I visit them regularly just to check in on how they are doing, see if there is anything I can help with (if dad will even mention it), and just to reminisce about our many years as a family together.  I typically visit in the mid-afternoon if I don't have any chores to tend to on my own property.  Often I stay a couple of hours.  

My mom is also a creature of habit, which is where I get a lot of my own behavior from, I suppose.  Her day is set punctually by the clock.  If it is 8:30 AM then it is time to go for a walk (weather permitting).  If it is noon it is lunch time.  If it is 4:30 PM it is time to start thinking about dinner (which my parents still refer to as "supper").  Her memory is not what it once was so my dad ends up repeating himself more than he would like.

So, I was visiting.  It was about 4:30 and my mom had already mentioned that she had no idea what they were having for dinner more than once.  My dad already told her he was going into to town to bring back a fish dinner for the evening.  When my mom suggested that dad might want to get a move on to avoid the after work traffic my dad snapped a bit at her.

"I've already told you I've got that taken care of."  Then he opined in the grander sense, "Woman!  You don't have no waitin' sense!"

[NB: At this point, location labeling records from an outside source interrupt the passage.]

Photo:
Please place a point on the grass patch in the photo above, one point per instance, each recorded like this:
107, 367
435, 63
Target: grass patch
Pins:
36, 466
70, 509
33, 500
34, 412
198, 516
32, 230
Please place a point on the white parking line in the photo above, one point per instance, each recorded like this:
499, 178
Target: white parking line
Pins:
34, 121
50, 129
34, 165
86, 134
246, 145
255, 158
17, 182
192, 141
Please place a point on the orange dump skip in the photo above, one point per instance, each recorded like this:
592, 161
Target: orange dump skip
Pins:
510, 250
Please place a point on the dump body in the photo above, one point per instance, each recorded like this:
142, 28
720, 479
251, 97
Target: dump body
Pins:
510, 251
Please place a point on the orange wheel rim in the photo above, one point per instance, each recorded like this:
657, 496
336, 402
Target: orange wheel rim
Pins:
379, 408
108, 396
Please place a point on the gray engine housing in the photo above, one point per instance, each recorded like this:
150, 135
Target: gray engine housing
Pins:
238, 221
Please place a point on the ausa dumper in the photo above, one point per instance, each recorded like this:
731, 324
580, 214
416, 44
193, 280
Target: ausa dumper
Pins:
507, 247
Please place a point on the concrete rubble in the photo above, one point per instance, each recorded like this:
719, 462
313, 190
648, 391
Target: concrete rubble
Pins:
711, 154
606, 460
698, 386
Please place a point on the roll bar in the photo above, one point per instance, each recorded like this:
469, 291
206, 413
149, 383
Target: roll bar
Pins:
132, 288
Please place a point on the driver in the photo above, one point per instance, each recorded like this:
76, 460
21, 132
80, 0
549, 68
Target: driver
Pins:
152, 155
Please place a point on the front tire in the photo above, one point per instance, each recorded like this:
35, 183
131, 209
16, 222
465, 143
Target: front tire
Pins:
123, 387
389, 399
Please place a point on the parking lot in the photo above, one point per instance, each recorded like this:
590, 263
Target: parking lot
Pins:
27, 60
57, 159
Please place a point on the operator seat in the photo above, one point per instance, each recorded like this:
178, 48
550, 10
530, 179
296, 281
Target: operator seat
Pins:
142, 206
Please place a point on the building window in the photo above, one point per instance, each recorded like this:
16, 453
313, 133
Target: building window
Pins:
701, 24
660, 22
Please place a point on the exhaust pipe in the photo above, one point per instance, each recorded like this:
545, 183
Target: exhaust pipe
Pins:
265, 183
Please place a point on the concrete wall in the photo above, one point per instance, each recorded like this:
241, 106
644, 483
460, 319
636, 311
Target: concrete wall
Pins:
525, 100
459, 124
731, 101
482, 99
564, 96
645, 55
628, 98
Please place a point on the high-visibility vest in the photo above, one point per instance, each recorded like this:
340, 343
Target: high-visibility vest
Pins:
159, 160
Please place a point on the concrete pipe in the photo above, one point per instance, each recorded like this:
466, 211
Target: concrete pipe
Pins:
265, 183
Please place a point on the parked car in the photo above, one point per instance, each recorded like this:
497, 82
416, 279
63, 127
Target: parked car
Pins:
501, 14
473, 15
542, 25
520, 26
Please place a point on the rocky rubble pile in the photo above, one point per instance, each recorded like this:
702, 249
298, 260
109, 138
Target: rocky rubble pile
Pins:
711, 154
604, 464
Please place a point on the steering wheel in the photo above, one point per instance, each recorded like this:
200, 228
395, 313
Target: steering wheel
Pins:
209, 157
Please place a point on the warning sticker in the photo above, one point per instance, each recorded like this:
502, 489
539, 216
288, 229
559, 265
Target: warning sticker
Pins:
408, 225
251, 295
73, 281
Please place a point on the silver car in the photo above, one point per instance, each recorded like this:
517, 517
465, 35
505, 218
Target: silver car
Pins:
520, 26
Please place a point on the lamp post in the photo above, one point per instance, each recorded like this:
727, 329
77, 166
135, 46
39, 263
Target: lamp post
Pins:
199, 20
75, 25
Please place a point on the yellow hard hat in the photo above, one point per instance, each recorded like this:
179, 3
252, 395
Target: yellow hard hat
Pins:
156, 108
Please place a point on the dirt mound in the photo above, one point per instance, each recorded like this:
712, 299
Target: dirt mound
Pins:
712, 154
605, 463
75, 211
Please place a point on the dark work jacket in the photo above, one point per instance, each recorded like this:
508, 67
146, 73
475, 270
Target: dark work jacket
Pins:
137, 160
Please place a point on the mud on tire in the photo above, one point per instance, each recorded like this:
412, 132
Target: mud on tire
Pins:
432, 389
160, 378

We laughed.  The way he said it combined with what he said made a funny impression.  But, later, I considered the wisdom of what he said.  It is not uncommon for my dad to take what could be complex philosophical arguments and place them in what might be called plain-speak.

I recall one such nugget of insight way back in 1993 when we had just finished moving from the Atlanta area into our newly built home.  Boxes were everywhere.  Furniture and odds and ends were in disarray all through the house.  Somehow everyone had gone or was outside and my dad was left alone with me.  We sat in silence as men often do.  I was exhausted from moving everything Jennifer and I owned two and a half hours away in one long day.  Suddenly, my dad rose to head back to his home.

"Well son," he said.  "You'll never get caught up."  And he left.

Truer words have never been spoken with such erudite brevity.

Waitin' sense.  There's a multifaceted concept.  Of course, he was talking about patience as a virtue, which he truly believes, embodies and has practiced like an expert Taoist all of his life.  But, from his simple farm-raised perspective, it meant more than being patient.  It meant the active application of waiting.  For my dad, waiting is not doing nothing, it is doing something - that is, to wait for what comes next in the fullness of time.

No sense in getting too heavy about it.  I think we can all learn something about patience and ourselves and perhaps even a bit about meditation and/or contemplation if we discover the art of waiting as a sense, a form of competence.  Of course, it is easier said than done for almost all of us.  But it seems to me that waitin' sense is a worthy aspiration for anyone challenged by this fast changing world of convenience and consumption.  Waitin' sense is a call to simply Be in the moment, to observe, and to act when it is time and not before it is time.

Certainly, my dad exemplified the active quality of waitin' sense while he was struggling with that licktub as the situation became steadily worse.  He didn't give up.  Surrender is certainly not the way of waitin' sense.  With his customary resilience, he kept at it until he had the epiphany that he could transport the tub with his tractor.  He didn't have to use his preconceived notion.  With persisting patience, the moment arrived when, instead of one mishap after another, it became clear what needed to be done.  

Waitin' sense brought the clarity so badly needed, just as it had countless other times with countless other catastrophes, some trivial, some harsh.  So, I have added waitin' sense to my little mental book of wisdom.  It comes in handy to frame the act of patience and resilience in the power of those two simple words.  

Of course, you can't teach waitin' sense to cows when you dump a lick tub in front of them.  You have to fight your way through them to unchain the thing so you can go on with the rest of your life.  I guess the true strength of that sensibility lies with intimately knowing what waitin' sense is and why the rest of the world does not possess it at all.